SebastianBoblest commented on code in PR #12028:
URL: https://github.com/apache/tvm/pull/12028#discussion_r915696791
##########
tests/python/frontend/tflite/test_forward.py:
##########
@@ -4317,10 +4326,10 @@ def convert_sub_dummy(self, op):
]
out = math_ops.subtract(in_data[0], in_data[1])
in_name = [x[1] for x in zip(in_data, ("in_0:0", "in_1:0"))]

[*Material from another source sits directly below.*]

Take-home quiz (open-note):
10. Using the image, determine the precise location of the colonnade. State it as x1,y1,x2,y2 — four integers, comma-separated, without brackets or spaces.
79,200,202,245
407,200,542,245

- input_tensors = [x for x in in_data]
+ input_tensors = in_data
output_tensors = [out]
in_node = [0] * len(in_name)
- for i in range(len(in_name)):
+ for i, _ in enumerate(in_name):
in_node[i] = in_name[i].split(":")[0] if ":" in in_name[i] else
in_name[i]
Review Comment:
```suggestion
in_node[i] = in_name[i].split(":")[0]
```
If ":" is not found, split will return [in_node_[i]]
##########
tests/python/frontend/coreml/test_forward.py:
##########
@@ -566,6 +579,7 @@ def test_forward_unary():
@tvm.testing.uses_gpu
def test_forward_reduce():
+ """Reduce"""
from enum import Enum
Review Comment:
Couldn't this be imported at top-level?
##########
tests/python/frontend/tflite/test_forward.py:
##########
@@ -2194,14 +2209,14 @@ def __test_elemwise(in_data):
tf.quantization.fake_quant_with_min_max_args(
in_data[0], min=out_min, max=out_max, name="inq_0"
)
- if None != in_data[0]
+ if in_data[0] != None
Review Comment:
```suggestion
if in_data[0] is not None
```
##########
tests/python/frontend/tflite/test_forward.py:
##########
@@ -2194,14 +2209,14 @@ def __test_elemwise(in_data):
tf.quantization.fake_quant_with_min_max_args(
in_data[0], min=out_min, max=out_max, name="inq_0"
)
- if None != in_data[0]
+ if in_data[0] != None
else tf.quantization.fake_quant_with_min_max_args(
data[0], min=out_min, max=out_max, name="const_tensor0"
),
tf.quantization.fake_quant_with_min_max_args(
in_data[1], min=out_min, max=out_max, name="inq_1"
)
- if None != in_data[1]
+ if in_data[1] != None
Review Comment:
```suggestion
if in_data[1] is not None
```
##########
tests/python/frontend/coreml/test_forward.py:
##########
@@ -202,12 +205,12 @@ def verify_ConcatLayerParams(input1_dim, input2_dim):
@tvm.testing.uses_gpu
-def test_forward_ConcatLayerParams():
- verify_ConcatLayerParams((1, 1, 2, 2), (1, 2, 2, 2))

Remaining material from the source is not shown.